Dr. Sergey Samoilenko
Associate Professor and Chair, Computer Science & Computer Information Systems

Phone: 434-791-5729
Office: Davenport Hall 104B

You don’t need to take a class from Dr. Sergey Samoilenko to remember him; all it takes is simply to walk past him once. Standing in the neighborhood of 6’3” and sporting around 200 pounds of pure muscle, he looks like a Russian competitive bobsledder.

And that’s exactly what he used to be. He also competed in decathlons in Russia.
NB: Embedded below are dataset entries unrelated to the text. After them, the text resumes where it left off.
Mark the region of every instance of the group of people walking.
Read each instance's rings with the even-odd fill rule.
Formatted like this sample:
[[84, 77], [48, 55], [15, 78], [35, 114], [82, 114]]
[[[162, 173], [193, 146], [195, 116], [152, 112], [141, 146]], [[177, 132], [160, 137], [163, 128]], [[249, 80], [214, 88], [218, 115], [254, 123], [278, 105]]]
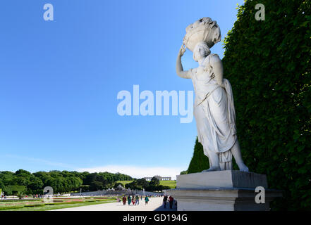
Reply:
[[[140, 196], [140, 200], [142, 200], [142, 195]], [[121, 200], [120, 198], [118, 197], [117, 198], [117, 202], [121, 202]], [[126, 201], [128, 201], [128, 205], [130, 205], [130, 203], [132, 203], [133, 205], [140, 205], [140, 197], [138, 195], [130, 195], [126, 198], [126, 195], [124, 195], [122, 198], [122, 202], [123, 203], [123, 205], [126, 205]], [[149, 198], [147, 195], [145, 197], [145, 205], [147, 205], [148, 202], [150, 201]]]
[[169, 208], [173, 209], [173, 203], [174, 202], [174, 198], [172, 196], [167, 196], [164, 195], [163, 197], [163, 205], [164, 207], [164, 209], [166, 208], [166, 204], [169, 202]]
If athletics is not your interest, know that a decathlon comprises 10 different track and field events held over two consecutive days, so it’s not just a hobby.

Oh, he’s an extremely nice man – fascinating, no-nonsense but with a ready laugh – but there is no question that his life has involved some serious athletics.

Step into his office and you’ll see how his interests range all over the spectrum, and the world. He has, for instance, a poster of Lil’ Wayne facing a drawing of Woody Allen. Actually, the walls are filled with far-ranging pieces, all colorful in one way or another … and all meticulously ordered.

A native of St. Petersburg, Russia, Samoilenko (who still has a trace of an accent) joined the faculty at Averett in 2013 … and is quite pleased to be part of the Averett family: “There is a great deal of loyalty among the faculty members here,” he says, adding, “we are happy to be part of an institution that exudes fundamental well-being, that is focused on high quality.”

He certainly is pleased to be in Information Systems. He points out that if one does a benefit analysis, gauging/predicting how one’s course of study will lead to a job (or not), it’s quite clear that his is an area that is a winner. Computer systems are here to stay, obviously.

“We’re not Information Technology – that’s the hardware. We are the applications, what you use computing for. And that is ever changing. Good Information Systems people are always in high demand.”

Samoilenko points out that he is so impressed with the “very safe and comfortable environment” that Averett provides, that he hopes his daughter will enroll at Averett when it’s time. “There is a very welcoming quality here,” he says.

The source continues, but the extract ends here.